À vrai dire, cette affaire de chasse dépasse l’anecdote. Thierry Coste lui-même le dit: il n’a jamais bénéficié d’une écoute gouvernementale aussi attentive dans sa longue carrière d’avocat des chasseurs. Apparemment par goût, peut-être par atavisme provincial et rural, Emmanuel Macron a fait de la chasse une des priorités de son quinquennat. Par calcul aussi, on peut le deviner. Les chasseurs pèsent d’un poids politique conséquent. En les dorlotant, le Président préserve son capital électoral et tend à corriger son image d’urbain cosmopolite, de financier hors-sol né de sa carrière dans la banque. Lui aussi, proclame-t-il, est enraciné dans les réalités terriennes. Seulement voilà, les intérêts de la terre ne sont pas toujours ceux de la planète. Les concessions faites aux chasseurs scandalisent à juste titre les écologistes, qui craignent pour la diversité animale, mise à mal depuis des décennies.
Bien sûr, ce conflit renvoie à une césure bien plus large, explicitée par Hulot lui-même. Le poids des lobbys économiques dans l’action gouvernementale, qu’il dénonce hautement, illustre cette question cruciale: peut-on être à la fois probusiness et proplanète? Sur ce point, le grand écart du «en même temps» a conduit à la déchirure. Pratiquement seul de son avis dans le gouvernement, Nicolas Hulot avait manifestement le sentiment de prêcher dans le désert, en dépit des concessions réelles qu’il a parfois obtenues. Etre ou ne pas être ministre? Tel un Hamlet de la politique, Hulot se posait la question tous les matins. Il a tranché, incarnant une dissidence qui n’est pas seulement tactique, mais philosophique.

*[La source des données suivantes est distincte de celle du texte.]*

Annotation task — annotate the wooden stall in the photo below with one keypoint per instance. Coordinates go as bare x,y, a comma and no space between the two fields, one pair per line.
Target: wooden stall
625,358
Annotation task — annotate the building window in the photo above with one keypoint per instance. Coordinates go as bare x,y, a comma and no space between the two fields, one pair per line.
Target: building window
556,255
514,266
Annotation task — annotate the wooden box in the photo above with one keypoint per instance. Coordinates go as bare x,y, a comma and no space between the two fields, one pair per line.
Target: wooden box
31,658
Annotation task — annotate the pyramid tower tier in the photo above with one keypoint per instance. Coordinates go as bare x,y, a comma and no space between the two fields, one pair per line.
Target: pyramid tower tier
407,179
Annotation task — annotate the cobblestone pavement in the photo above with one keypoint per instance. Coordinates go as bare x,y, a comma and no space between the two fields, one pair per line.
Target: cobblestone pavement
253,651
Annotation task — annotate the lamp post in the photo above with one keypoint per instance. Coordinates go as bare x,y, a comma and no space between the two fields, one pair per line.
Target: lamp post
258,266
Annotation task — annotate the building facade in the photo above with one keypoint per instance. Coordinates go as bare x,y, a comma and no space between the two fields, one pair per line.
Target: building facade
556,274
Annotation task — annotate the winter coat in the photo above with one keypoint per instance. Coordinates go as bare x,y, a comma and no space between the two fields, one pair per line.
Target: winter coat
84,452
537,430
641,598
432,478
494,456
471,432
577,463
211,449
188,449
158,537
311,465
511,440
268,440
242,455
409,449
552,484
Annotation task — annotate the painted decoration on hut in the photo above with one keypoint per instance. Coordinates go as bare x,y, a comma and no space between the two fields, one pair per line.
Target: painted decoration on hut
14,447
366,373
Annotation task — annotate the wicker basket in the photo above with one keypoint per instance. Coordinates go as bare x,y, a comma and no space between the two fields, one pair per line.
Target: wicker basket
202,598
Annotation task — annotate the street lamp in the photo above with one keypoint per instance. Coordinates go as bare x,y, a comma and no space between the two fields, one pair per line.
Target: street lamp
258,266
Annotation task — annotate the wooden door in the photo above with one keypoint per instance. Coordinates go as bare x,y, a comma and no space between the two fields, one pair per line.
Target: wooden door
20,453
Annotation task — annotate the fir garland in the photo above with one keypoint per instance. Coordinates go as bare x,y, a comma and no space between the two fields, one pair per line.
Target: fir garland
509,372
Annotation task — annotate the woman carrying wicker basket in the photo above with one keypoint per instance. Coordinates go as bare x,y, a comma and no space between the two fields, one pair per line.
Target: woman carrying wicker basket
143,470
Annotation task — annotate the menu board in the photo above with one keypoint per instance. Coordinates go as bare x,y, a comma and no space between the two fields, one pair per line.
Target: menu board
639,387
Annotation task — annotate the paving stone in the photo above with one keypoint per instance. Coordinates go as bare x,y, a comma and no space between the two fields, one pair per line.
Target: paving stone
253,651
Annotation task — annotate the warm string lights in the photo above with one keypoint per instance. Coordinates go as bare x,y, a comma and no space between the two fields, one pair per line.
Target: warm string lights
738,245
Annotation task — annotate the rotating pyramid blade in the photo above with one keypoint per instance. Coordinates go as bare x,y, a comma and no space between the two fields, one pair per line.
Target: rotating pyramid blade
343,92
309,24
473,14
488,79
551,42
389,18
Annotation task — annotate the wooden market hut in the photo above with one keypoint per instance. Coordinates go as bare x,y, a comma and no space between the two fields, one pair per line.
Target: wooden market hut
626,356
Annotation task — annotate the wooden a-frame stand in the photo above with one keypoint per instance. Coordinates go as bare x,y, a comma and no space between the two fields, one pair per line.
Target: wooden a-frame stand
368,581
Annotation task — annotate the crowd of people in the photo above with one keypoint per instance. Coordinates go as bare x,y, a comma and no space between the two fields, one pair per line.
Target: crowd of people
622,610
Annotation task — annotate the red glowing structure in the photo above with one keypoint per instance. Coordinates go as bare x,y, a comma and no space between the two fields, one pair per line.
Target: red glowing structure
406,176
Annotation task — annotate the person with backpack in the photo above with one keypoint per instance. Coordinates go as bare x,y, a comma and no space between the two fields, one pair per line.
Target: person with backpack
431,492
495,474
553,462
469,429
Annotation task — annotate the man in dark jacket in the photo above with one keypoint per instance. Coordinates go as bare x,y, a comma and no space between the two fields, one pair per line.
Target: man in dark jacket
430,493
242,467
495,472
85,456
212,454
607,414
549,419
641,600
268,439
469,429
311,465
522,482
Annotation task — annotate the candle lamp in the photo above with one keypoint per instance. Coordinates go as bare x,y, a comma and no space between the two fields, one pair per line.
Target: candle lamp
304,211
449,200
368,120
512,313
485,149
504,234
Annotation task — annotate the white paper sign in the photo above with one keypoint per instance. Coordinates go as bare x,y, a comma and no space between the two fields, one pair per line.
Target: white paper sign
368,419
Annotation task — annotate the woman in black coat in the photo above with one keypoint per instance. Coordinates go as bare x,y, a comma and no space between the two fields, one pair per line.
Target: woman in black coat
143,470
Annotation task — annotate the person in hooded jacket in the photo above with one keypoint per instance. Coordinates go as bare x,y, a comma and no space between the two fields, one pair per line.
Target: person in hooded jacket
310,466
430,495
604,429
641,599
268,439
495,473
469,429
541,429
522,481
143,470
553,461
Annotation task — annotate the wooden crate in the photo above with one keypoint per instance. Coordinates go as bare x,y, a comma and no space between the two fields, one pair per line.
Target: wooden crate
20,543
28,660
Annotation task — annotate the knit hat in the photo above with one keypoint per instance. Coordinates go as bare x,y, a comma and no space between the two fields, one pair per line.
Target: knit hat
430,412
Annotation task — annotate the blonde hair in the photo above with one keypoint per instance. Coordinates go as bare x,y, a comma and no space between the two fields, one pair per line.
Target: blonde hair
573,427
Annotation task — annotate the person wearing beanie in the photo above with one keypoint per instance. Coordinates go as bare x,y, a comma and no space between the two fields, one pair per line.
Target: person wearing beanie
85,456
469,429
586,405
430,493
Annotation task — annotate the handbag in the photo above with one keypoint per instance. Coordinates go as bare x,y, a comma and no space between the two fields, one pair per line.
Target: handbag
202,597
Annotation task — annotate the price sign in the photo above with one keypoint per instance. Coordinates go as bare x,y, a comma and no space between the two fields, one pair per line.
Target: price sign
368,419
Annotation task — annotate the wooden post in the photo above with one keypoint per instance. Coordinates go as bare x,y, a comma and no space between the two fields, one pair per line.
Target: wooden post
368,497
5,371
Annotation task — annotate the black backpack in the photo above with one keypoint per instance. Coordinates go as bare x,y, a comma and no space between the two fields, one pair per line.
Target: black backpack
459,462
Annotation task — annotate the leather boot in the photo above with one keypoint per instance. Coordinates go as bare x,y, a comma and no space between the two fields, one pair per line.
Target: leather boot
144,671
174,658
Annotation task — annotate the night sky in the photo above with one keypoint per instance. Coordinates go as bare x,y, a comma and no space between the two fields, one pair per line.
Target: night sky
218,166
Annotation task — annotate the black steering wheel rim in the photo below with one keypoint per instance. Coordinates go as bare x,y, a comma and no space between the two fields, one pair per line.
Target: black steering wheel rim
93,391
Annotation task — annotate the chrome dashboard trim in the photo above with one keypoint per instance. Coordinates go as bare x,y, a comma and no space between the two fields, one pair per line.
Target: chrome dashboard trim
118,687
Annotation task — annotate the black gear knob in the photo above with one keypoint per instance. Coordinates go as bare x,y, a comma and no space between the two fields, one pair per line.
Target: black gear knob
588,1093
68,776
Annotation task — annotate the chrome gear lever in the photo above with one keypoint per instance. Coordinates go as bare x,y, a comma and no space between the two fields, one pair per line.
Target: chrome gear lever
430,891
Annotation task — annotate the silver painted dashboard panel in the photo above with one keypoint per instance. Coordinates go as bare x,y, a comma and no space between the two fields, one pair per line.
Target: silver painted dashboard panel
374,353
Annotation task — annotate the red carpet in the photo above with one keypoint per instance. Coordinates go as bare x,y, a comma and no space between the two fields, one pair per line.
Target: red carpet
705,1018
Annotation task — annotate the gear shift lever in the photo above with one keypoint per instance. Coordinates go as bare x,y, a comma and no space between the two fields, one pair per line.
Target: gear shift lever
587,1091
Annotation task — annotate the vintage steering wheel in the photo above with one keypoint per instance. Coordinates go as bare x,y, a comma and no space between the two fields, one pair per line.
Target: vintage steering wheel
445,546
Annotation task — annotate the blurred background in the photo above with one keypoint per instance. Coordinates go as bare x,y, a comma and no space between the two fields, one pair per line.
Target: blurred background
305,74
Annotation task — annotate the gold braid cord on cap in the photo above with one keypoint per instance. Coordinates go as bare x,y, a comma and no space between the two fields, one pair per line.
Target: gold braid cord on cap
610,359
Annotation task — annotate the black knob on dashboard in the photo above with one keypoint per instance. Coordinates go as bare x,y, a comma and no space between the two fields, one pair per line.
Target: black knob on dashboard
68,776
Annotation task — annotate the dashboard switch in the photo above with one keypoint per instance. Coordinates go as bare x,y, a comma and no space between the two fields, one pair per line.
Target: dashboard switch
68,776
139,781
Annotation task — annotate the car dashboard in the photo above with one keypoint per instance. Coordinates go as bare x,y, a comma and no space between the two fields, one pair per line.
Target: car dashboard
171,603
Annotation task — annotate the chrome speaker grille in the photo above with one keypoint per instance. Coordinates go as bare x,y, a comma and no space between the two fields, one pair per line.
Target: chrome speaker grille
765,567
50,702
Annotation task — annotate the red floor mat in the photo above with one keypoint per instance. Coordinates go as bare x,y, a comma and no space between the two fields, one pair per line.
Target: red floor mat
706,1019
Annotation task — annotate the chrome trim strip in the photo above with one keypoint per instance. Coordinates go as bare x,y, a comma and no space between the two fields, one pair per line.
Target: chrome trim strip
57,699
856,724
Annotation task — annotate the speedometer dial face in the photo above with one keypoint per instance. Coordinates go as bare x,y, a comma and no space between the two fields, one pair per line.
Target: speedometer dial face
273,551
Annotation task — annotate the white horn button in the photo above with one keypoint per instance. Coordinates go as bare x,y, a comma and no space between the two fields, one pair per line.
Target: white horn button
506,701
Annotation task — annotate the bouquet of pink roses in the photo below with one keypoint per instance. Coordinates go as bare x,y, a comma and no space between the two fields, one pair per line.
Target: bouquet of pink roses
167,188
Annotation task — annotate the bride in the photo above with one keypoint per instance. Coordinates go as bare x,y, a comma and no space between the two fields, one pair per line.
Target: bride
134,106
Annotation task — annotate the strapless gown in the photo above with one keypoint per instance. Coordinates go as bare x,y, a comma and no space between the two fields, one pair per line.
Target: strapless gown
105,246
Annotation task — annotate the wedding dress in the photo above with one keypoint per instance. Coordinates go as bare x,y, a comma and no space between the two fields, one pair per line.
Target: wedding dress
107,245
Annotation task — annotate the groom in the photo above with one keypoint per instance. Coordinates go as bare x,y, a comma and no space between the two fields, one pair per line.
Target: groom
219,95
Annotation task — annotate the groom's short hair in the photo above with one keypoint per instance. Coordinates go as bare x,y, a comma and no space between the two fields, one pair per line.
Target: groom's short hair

C’est la limite d’un gouvernement issu de la «société civile». A la différence des hommes politiques – quand ils font bien leur travail – chaque ministre «technicien», imbu de sa compétence, voit midi à sa porte. Hulot, militant écologiste, défend l’écologie. Mais ses collègues venus du privé, nettement plus nombreux, sont sensibles aux intérêts privés. Premiers de cordée dans leur domaine, ils défendent les premiers de cordée. La politique, faut-il le répéter, est un métier en soi. Quand ce métier est bien fait, il dépasse les corporations, il s’émancipe des lobbys.
C'est d'autant plus vrai en matière écologique. Les enjeux environnementaux sont désormais si pressants, si divers, si «totalisants», impliquant l'industrie, la ville, l'alimentation, l'énergie, les transports et, au bout du compte, l'avenir de l'humanité, qu'ils ne peuvent être pris en charge par un seul ministre, aussi talentueux soit-il. Un ministère vert ne suffit pas : c'est tout le gouvernement qui doit verdir. Or il ne saurait le faire en se réclamant du libéralisme. Pour limiter le changement climatique, pour assainir les aliments, pour réguler les transports, pousser la révolution énergétique, ménager la planète, il faut reprendre la maîtrise de l'économie et de la finance. Le macronisme cherche à concilier laisser-faire et écologie. C'est un oxymore politique, une faille philosophique. Hulot est tombé dedans.